Tragédie de l’histoire et du film lui-même, la guerre éclate à nouveau au cours du tournage. Le conflit reprend ici même, pour les mêmes hommes, trente et quelques années plus tard, comme une malédiction impossible à conjurer. Désormais, il n’est plus à l’écran ni maisons, ni forêts, ni bêtes. Certains reprennent les armes et le cycle continue puisque les accompagnent maintenant sur le terrain des jeunes jusque-là plus ou moins épargnés.

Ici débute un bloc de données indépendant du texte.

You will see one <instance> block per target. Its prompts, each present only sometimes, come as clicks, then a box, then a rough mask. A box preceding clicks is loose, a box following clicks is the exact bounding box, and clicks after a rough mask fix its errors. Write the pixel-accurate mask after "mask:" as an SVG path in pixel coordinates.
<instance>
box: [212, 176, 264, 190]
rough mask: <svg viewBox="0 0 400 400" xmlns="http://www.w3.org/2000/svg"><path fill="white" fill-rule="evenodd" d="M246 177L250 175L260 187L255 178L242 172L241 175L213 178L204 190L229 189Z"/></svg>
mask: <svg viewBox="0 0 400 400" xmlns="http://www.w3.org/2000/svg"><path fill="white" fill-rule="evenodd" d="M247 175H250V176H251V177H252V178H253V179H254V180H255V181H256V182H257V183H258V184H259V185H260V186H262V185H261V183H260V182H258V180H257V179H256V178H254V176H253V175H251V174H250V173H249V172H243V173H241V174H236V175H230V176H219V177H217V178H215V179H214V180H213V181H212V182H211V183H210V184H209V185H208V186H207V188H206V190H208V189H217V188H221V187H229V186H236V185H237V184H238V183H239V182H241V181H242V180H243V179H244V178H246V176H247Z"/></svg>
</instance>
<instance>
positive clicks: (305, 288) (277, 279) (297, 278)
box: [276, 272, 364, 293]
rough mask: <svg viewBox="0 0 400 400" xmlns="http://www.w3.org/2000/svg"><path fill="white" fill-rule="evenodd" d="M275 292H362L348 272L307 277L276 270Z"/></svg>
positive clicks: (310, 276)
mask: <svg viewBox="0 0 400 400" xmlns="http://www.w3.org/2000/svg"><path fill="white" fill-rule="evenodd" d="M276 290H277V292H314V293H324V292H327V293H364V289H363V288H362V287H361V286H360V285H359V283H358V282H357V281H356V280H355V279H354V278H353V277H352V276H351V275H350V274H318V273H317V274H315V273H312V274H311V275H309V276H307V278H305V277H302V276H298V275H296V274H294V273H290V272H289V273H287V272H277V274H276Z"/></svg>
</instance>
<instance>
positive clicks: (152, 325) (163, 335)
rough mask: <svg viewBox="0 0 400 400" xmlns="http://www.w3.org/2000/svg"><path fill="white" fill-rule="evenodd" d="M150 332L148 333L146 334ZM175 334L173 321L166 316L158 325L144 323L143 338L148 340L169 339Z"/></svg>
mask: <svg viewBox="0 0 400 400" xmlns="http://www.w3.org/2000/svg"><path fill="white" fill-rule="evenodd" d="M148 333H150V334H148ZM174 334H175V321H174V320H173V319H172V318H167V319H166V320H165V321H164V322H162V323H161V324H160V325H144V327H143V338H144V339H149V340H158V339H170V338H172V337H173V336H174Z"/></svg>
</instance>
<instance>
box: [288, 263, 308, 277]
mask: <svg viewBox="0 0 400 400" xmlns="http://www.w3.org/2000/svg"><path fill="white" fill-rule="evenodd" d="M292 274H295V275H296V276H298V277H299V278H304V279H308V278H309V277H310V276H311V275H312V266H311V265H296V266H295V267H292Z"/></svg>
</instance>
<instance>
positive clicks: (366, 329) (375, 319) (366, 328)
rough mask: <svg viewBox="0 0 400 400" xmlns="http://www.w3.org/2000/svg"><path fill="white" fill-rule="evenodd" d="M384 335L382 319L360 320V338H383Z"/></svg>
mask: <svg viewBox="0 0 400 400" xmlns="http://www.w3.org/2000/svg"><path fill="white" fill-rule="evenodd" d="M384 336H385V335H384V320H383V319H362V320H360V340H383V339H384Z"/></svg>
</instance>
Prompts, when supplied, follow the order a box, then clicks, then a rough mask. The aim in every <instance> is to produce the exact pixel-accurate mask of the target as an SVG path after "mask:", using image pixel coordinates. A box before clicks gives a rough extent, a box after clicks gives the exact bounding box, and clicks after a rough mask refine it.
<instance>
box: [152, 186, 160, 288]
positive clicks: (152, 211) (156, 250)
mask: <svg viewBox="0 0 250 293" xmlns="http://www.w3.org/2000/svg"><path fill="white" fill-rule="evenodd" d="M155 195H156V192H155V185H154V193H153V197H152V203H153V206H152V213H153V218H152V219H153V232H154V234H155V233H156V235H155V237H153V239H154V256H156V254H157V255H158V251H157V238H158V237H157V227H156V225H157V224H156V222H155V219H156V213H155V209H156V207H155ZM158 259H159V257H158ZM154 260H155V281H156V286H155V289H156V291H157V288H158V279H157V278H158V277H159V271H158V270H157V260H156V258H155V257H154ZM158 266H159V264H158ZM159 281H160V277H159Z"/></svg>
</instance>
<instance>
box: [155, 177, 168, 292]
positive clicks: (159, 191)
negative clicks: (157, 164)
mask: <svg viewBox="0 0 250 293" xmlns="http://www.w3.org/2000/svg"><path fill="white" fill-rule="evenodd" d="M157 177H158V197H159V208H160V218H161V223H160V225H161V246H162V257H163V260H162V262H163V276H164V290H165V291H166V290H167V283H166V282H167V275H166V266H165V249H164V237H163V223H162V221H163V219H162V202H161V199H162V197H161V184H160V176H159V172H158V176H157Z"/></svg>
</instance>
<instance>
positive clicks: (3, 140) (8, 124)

D’autres sont saisis derrière des vitres, entre quatre murs. Enfermés désormais loin de leurs terres, de leur vie, prisonniers de ce drame voué à se répéter. Et le film rejoint lui aussi la tragédie en marche, réalisant ce qu’il présupposait lui-même dès le départ, que la guerre, une fois commencée, n’est jamais terminée, qu’elle ne cesse de hanter les êtres, de traverser les corps, et qu’elle peut reprendre, à tout moment.